First things... One antenna on the tower had a hole blown in it and
melted
metal was visible. Indoors, the radios spot-welded themselves to the
rack
shelf they were on. This was inches from the PM3. Most of the fuses in
the
telco T1 smartjacks were toasted and they had to replace cards in a T1
repeater as well, and they had to replace a bunch of gas tube
arrestors.
Neighbors lost phone lines. I'm glad I was not there, even though I
think
lightning is damn cool to observe.
The power meter was totally smoked but still working. We won't reuse
it.
The shelf the radios were on has scorch marks on it and on it's rack
ears.
The PM3 racks ear screws were scorched.
The UPS had scorch marks on it's rack ear holes. The hub got a few bad
ports out of the deal. The electric outlet was scorched. Nastiness in
all
the possible electrical paths. Yes, our coax had arrestors on it.
We took things back to the office and tested.
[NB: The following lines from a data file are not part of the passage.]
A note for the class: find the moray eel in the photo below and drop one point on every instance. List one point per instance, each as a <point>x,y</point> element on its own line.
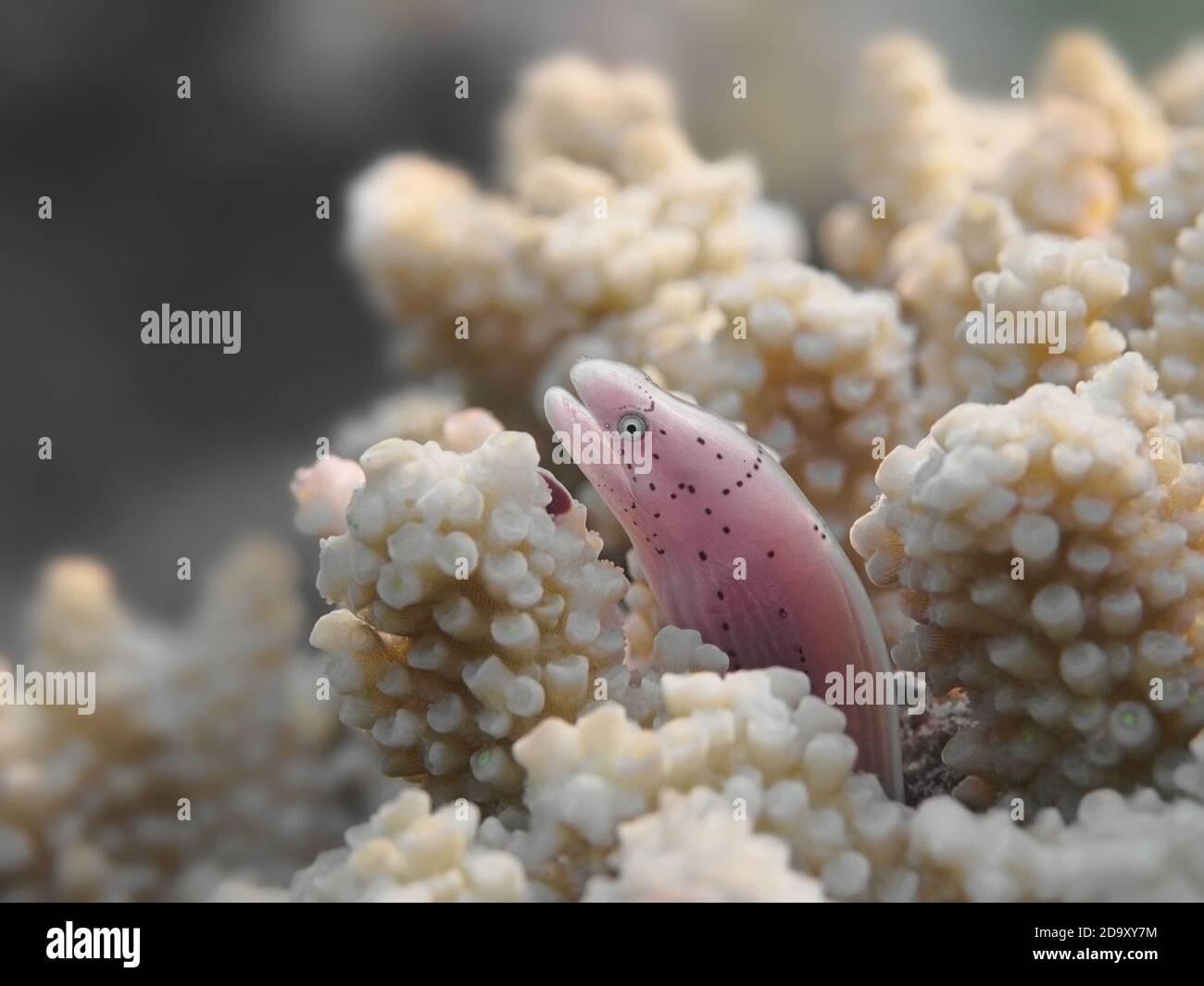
<point>729,543</point>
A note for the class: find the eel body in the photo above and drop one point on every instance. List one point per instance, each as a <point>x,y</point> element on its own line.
<point>729,543</point>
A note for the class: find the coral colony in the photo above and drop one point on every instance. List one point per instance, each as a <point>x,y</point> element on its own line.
<point>874,581</point>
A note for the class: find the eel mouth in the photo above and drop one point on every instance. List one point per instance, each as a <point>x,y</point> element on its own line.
<point>574,424</point>
<point>562,411</point>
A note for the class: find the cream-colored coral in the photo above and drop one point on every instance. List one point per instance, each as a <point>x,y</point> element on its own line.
<point>469,612</point>
<point>1084,65</point>
<point>418,413</point>
<point>819,372</point>
<point>1050,550</point>
<point>1179,87</point>
<point>775,754</point>
<point>323,492</point>
<point>902,135</point>
<point>1174,344</point>
<point>405,854</point>
<point>208,755</point>
<point>571,107</point>
<point>1054,293</point>
<point>1119,849</point>
<point>1167,197</point>
<point>603,212</point>
<point>1062,177</point>
<point>932,267</point>
<point>694,850</point>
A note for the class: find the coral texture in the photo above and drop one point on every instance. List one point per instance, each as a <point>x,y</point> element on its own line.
<point>405,854</point>
<point>469,612</point>
<point>775,754</point>
<point>693,850</point>
<point>1055,293</point>
<point>609,203</point>
<point>1050,552</point>
<point>223,714</point>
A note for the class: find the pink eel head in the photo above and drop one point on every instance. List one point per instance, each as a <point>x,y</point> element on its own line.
<point>727,542</point>
<point>658,472</point>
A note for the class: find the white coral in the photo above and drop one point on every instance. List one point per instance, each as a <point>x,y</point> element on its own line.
<point>1055,293</point>
<point>208,754</point>
<point>1120,849</point>
<point>405,854</point>
<point>1051,552</point>
<point>774,753</point>
<point>694,850</point>
<point>469,612</point>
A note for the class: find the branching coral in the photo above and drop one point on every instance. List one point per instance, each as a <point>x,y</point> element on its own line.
<point>469,612</point>
<point>1060,177</point>
<point>693,849</point>
<point>610,203</point>
<point>916,148</point>
<point>777,755</point>
<point>570,107</point>
<point>1051,552</point>
<point>1135,849</point>
<point>1083,65</point>
<point>819,372</point>
<point>207,755</point>
<point>405,854</point>
<point>932,267</point>
<point>1179,87</point>
<point>1054,293</point>
<point>418,413</point>
<point>1174,344</point>
<point>1167,199</point>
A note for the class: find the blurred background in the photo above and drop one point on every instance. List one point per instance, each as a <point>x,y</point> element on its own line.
<point>209,204</point>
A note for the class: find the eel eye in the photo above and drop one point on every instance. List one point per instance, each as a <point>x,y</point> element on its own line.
<point>633,425</point>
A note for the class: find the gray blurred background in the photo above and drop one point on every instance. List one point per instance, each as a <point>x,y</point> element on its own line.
<point>209,204</point>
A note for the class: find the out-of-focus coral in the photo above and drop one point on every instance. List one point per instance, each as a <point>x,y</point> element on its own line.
<point>1060,179</point>
<point>1050,550</point>
<point>694,850</point>
<point>417,413</point>
<point>405,854</point>
<point>323,492</point>
<point>469,613</point>
<point>571,107</point>
<point>1119,849</point>
<point>903,140</point>
<point>1063,156</point>
<point>208,754</point>
<point>1054,293</point>
<point>1167,197</point>
<point>775,754</point>
<point>1179,87</point>
<point>1174,344</point>
<point>1083,65</point>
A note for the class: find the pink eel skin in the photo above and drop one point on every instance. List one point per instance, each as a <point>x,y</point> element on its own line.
<point>711,497</point>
The PM3 is fine, except
for
some black marks as in the picture. It's taking calls now, less than
24
hours later. The Cisco, UPS, and remote power manager are all fine. We
put
new radios, coax & antennae, new hub, and new power meter and are back
in
business. We're still using the same rack and shelf with
character-rich
scars on it now.
I think having everything bolted to a rack provided a good common
ground
for the equipment and prevented each piece of gear from toasting the
next
piece in line because they were all bolted together. The pm3 is
basically
a faraday cage inside of a faraday cage, so it managed well, but I'm
still
suprised it didn't ruin an ethernet or T1 ports. The cisco had a
straight
ethernet cable to a radio and still survived suprisingly.